For a series that features “three murders including a slashed throat within the first four minutes”, Netflix’s “Black Doves” is surprisingly jolly, said Carol Midgley in The Times. A comic spy series, it stars Keira Knightley as Helen Webb, “a seemingly perfect, fragrant political wife” who is actually a spy, passing the secrets she learns from her defence secretary husband (Andrew Buchan) to the shadowy espionage company she works for, which then sells them to the highest bidder.
The “starry cast” also includes Sarah Lancashire as the company’s spymaster, and Ben Whishaw as a hired killer. Is it any good? “Well, if you fancy something that feels like a mating experiment between ‘Gangs of London’ (for the body count and violence), ‘Love Actually’ (for the glossy Christmassy backdrop and festive songs) with a dash of ‘Slow Horses’ (for the dry wit and espionage)”, then you will probably be entertained – and it certainly looks very nice.

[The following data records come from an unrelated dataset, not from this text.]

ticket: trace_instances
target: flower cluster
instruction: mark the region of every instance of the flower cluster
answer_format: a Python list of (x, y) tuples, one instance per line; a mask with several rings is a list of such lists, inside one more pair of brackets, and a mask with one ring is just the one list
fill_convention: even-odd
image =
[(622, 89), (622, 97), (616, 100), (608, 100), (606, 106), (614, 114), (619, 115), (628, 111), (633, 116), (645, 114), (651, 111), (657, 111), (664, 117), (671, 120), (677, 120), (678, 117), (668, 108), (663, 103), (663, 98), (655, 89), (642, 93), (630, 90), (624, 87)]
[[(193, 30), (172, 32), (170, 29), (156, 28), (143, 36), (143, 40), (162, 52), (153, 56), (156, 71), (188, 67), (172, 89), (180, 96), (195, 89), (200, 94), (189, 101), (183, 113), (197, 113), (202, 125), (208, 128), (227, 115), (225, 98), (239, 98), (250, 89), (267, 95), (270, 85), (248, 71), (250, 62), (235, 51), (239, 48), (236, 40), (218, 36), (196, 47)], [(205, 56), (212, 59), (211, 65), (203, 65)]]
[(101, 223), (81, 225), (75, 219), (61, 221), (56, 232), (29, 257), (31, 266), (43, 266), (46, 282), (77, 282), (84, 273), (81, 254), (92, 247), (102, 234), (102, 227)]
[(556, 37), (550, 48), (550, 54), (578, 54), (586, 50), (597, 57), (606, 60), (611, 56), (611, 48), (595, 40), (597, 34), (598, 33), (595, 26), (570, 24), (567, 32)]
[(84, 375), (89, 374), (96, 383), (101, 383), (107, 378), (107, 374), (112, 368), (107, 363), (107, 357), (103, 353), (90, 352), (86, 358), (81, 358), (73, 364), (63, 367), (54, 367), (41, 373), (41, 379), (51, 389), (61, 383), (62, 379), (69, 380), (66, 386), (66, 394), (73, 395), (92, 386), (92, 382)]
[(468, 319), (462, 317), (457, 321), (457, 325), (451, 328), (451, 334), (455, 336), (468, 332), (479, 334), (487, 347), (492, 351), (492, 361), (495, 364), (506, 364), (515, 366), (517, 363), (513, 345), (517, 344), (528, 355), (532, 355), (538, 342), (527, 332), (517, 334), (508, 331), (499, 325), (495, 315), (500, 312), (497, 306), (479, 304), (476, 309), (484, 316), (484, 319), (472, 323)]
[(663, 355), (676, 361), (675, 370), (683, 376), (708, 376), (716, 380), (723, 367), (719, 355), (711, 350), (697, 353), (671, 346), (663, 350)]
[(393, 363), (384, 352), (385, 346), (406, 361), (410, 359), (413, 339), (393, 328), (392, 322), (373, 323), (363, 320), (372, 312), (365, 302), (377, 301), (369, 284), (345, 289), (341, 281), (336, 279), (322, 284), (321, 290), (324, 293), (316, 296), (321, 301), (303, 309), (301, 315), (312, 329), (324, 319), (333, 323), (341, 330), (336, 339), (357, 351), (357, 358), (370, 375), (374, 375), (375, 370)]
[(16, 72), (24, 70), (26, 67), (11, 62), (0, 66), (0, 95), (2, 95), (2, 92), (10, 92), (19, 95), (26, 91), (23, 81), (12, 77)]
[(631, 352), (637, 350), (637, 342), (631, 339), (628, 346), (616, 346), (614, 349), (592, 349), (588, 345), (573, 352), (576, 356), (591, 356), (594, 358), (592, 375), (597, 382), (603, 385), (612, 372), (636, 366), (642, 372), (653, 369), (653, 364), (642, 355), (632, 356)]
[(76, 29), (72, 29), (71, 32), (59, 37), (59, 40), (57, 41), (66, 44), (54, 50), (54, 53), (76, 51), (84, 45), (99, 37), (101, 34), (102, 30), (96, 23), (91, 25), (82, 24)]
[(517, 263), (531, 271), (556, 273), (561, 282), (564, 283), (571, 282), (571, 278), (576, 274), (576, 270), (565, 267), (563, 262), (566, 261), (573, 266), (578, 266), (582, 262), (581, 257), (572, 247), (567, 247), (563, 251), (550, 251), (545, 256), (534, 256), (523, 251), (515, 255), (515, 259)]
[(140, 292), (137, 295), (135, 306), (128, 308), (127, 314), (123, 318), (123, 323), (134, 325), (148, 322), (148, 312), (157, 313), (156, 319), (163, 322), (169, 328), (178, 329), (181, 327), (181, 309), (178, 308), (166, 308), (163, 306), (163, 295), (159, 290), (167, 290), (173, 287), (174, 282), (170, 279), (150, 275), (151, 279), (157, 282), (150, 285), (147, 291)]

With its serious cast and sombre trailers, I’d expected this to be a “straight-faced thriller”, said Rebecca Nicholson in The Guardian. In fact, it delivers “pulpy popcorn TV”, and is the kind of show “that it’s best not to overthink”, because it is deliberately “daft and overblown”. By episode three, “its gleeful excess had won me over”.
It’s pretty uneven, said Chris Bennion in The Daily Telegraph, but it “is a crash-bang helter-skelter ride that improves across every one of its six episodes”, and overall it has “enough moments of high entertainment to get you through the kinks”.